Preparing Your Child For Pre-School
All children in the UK aged 3–4 are entitled to free part-time education whether that is a nursery, preschool, playgroup, or with a childminder. This is a hugely important stage for your child’s learning, and it’s a really fun one too!
At this stage of their learning, your child will be mainly learning through play-based activities. They will also be learning about routine and developing early literacy and maths skills, learning about the world around them and learning social skills.
There are a number of things recommended by the the Department of Education to help prepare your child for preschool:
1. Talk (and listen)
It seems very obvious, but at this stage one of the best things you can do for your child’s learning is to spend time talking together. They are constantly learning new words and will be exploring ways to build sentences and put words together through trial and error.
2. Read, read, read
Time spent reading together brings so many benefits to your child – and you! Through reading, your child will hear lots of words that they might not be as likely to come across in everyday conversation. They will also develop their listening skills and their understanding of how stories work.

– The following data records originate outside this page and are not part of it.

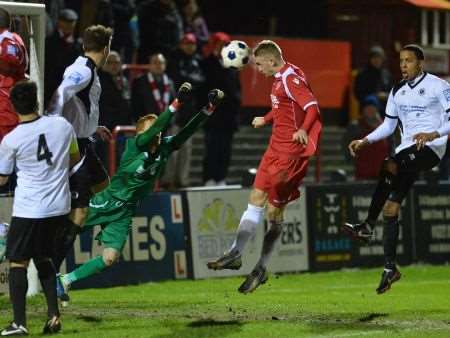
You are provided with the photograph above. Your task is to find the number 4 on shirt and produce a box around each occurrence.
[37,134,53,165]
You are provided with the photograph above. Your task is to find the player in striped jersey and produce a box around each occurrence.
[0,81,80,336]
[47,25,112,301]
[343,45,450,294]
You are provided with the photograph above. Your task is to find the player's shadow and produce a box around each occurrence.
[77,315,103,323]
[309,312,397,335]
[156,319,243,338]
[359,313,389,323]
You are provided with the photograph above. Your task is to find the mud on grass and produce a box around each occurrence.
[0,266,450,338]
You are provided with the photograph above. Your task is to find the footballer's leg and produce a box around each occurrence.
[376,200,401,294]
[238,202,284,294]
[60,217,128,291]
[342,158,398,243]
[35,258,61,333]
[207,188,267,270]
[59,247,121,293]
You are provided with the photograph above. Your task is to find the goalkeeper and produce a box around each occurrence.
[58,83,224,295]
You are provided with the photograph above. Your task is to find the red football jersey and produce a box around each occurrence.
[264,63,322,156]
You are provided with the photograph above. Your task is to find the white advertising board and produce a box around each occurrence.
[187,189,309,279]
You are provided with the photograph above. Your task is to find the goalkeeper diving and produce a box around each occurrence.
[58,82,224,296]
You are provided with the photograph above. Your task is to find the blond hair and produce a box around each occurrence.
[253,40,283,60]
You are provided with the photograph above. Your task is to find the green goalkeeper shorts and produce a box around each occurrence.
[84,191,136,251]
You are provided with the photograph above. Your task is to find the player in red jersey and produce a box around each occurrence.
[0,8,28,141]
[208,40,322,293]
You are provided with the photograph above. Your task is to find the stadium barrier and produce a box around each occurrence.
[108,126,321,182]
[0,182,450,292]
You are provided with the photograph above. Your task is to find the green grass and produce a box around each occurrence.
[0,266,450,338]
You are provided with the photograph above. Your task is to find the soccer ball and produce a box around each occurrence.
[220,40,250,69]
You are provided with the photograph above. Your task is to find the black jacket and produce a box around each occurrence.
[44,30,83,107]
[98,70,132,130]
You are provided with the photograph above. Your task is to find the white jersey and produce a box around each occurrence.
[0,116,76,218]
[47,56,102,138]
[386,73,450,158]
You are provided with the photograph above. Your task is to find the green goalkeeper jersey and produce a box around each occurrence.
[106,105,208,203]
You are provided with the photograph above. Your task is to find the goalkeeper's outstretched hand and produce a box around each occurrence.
[204,89,225,115]
[177,82,192,103]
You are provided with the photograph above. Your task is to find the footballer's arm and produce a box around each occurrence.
[136,82,192,149]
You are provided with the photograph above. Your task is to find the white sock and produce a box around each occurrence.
[230,204,264,253]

Rhythm and rhyme are so important for early language development and, luckily, there are masses of wonderful books available.
3. Sing songs and rhymes
Have lots of fun singing songs and nursery rhymes together. Don’t worry about how good your singing voice is! Singing songs and saying rhymes can help your child to develop early language skills.
Have fun with numbers by singing counting songs, such as 1, 2, 3, 4, 5… Once I caught a fish alive.

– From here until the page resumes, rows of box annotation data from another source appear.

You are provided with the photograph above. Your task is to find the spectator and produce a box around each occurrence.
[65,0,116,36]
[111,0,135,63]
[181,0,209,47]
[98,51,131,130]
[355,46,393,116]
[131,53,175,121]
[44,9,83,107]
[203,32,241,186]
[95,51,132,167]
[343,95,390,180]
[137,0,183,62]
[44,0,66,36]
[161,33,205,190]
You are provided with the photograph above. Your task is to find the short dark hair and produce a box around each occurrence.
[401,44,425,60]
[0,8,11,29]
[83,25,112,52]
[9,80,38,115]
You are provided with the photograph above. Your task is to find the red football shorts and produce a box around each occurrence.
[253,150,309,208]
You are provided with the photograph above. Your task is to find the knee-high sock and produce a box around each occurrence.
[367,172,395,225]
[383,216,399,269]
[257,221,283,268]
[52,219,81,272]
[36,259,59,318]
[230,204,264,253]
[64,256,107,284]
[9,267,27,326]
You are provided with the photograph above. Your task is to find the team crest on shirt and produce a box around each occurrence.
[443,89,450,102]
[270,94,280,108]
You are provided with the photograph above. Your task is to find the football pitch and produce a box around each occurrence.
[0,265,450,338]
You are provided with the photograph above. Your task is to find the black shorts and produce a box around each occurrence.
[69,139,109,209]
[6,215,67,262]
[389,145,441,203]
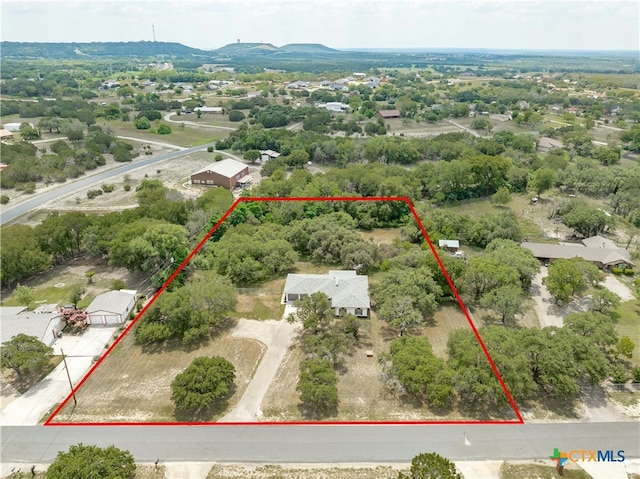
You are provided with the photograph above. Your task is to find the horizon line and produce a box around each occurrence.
[0,39,639,53]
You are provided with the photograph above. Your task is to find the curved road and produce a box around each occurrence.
[0,142,215,225]
[0,422,640,463]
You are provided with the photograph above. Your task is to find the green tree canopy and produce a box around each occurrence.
[0,333,53,378]
[171,356,236,412]
[47,443,136,479]
[398,452,464,479]
[296,358,338,417]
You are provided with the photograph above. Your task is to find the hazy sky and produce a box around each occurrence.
[0,0,640,50]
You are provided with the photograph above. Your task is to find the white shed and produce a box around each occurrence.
[87,289,137,325]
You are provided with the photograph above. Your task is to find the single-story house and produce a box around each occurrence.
[0,128,13,143]
[438,240,460,253]
[191,158,251,190]
[538,136,564,152]
[260,150,280,161]
[376,110,401,120]
[520,237,635,269]
[86,289,137,325]
[2,123,22,133]
[0,304,66,346]
[193,106,223,113]
[282,270,371,318]
[318,101,349,113]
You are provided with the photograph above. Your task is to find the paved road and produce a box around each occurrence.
[0,422,640,463]
[0,142,215,225]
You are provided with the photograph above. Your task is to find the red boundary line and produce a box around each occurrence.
[44,196,524,426]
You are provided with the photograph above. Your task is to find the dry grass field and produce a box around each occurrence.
[49,321,264,422]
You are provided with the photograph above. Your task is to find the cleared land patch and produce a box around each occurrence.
[49,322,264,423]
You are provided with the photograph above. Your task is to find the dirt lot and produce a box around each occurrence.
[2,259,149,306]
[49,324,264,422]
[207,464,405,479]
[262,306,512,421]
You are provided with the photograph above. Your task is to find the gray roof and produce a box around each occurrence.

4. Point out numbers on the go
Point out the numbers you see when you are out and about and encourage your child to do the same. Look for bus numbers, prices and house numbers. When shopping, ask your child to select the number of apples or bananas you need – they’re helping you out, and learning at the same time.
5. Dress up
Dressing up and role play are great opportunities for talking and listening and for imaginative play. On a practical level, a fun dressing up session can help your child to practise getting themselves dressed. You can fit in a sneaky bit of training with those tricky zips, armholes and buttons.